The Ministry of Education and the Higher Education Loans Board (HELB) have petitioned to have loan limits for students increased by up to five times.
University Education and Research Principal Secretary Simon Nabukwesi, and the HELB CEO Charles Ringera have filed a petition before parliament seeking to have the annual loan limit for each student increased to KSh 200,000.
In their petition, Nabukwesi and Ringera argued that currently, students receive KSh 37,000 annually which according to them is too little to pay school fees and cater for their upkeep.
Nabukwesi further noted that HELB is underfunded and thus unable to properly fund students.
“Due to low funding, many students missed this year’s loans. Helb is currently giving the students an average rate of Ksh37,000, which is not enough. We need more funding to enable Helb to raise the loan allocation to KSh 200,000 per student annually,” he said.
Ringera revealed that, for the financial year 2020/2021, Helb plans to finance 74,438 out of the total 128,073 first-year students that were placed by Kenya Universities and Central Placement Services (Kuccps).
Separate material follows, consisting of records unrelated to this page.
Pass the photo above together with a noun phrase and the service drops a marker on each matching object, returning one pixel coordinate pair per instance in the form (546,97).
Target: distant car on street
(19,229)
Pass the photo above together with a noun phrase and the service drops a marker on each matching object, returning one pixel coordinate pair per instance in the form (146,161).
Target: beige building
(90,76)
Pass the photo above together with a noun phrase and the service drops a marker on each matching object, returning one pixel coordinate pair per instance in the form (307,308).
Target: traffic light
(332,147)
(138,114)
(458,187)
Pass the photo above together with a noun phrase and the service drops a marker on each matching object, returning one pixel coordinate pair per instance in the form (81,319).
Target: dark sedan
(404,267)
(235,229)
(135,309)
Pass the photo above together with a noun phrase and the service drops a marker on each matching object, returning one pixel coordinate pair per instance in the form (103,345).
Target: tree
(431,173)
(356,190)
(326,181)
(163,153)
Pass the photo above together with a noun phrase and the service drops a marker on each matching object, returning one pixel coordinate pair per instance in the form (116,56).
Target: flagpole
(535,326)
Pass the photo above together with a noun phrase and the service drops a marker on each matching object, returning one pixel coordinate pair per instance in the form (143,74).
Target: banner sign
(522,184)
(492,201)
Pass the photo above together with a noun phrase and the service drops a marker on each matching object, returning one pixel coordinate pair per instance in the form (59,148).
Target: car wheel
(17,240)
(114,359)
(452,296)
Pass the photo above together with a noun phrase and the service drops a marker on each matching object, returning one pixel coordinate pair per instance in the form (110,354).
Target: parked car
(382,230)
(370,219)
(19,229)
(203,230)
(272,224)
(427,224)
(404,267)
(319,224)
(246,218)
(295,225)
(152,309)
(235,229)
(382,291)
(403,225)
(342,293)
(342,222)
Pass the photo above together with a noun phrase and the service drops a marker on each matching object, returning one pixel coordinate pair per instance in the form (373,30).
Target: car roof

This leaves out 53,635 students.
He told parliament that the funding was in line with the budget allocated to the board for the said fiscal year. He urged lawmakers to consider increasing funds, to enable them to fund all students.
“HELB understands the need to give funds to all the students who applied for the loans and has requested for an additional Ksh4.9 billion to cover the deficit,” Ringera said.
Nabukwesi and Ringera had appeared before parliament two weeks ago to answer why students who had joined university recently are yet to receive their Helb loans.
Homa Bay Town Member of Parliament Peter Kaluma questioned why University of Nairobi students did not receive their Helb loans before reporting to school.
Ringera explained that Helb invited loan applications for first-time applicants on July 19, 2021, however, the students could not apply immediately because they were yet to be placed and that the placement results were released a month later on August 17, 2021.
The HELB boss added that universities began admissions a week after placement, which implies that students did not get enough time to apply for Helb loans.
“Specifically, the University of Nairobi first-year students were called to report on August 30, a week after placement and receiving the admission letters,” he said.
Ringera explained that as of October 7, Helb had received and processed a total of 13,091 loan application requests and awarded loans worth KSh 588 million.
Ringera also explained that the payment for the second semester will be released as and when institutions commence their second-semester dates.
Nabukwesi said HELB is processing and paying loan requests as the applications are being submitted and guided by the semester commencement dates.
“Loan applications are still ongoing and processing is being done as the forms are submitted. Funds are released to students at least two weeks before the commencement of the semester as furnished by various institutions of higher learning,” he said.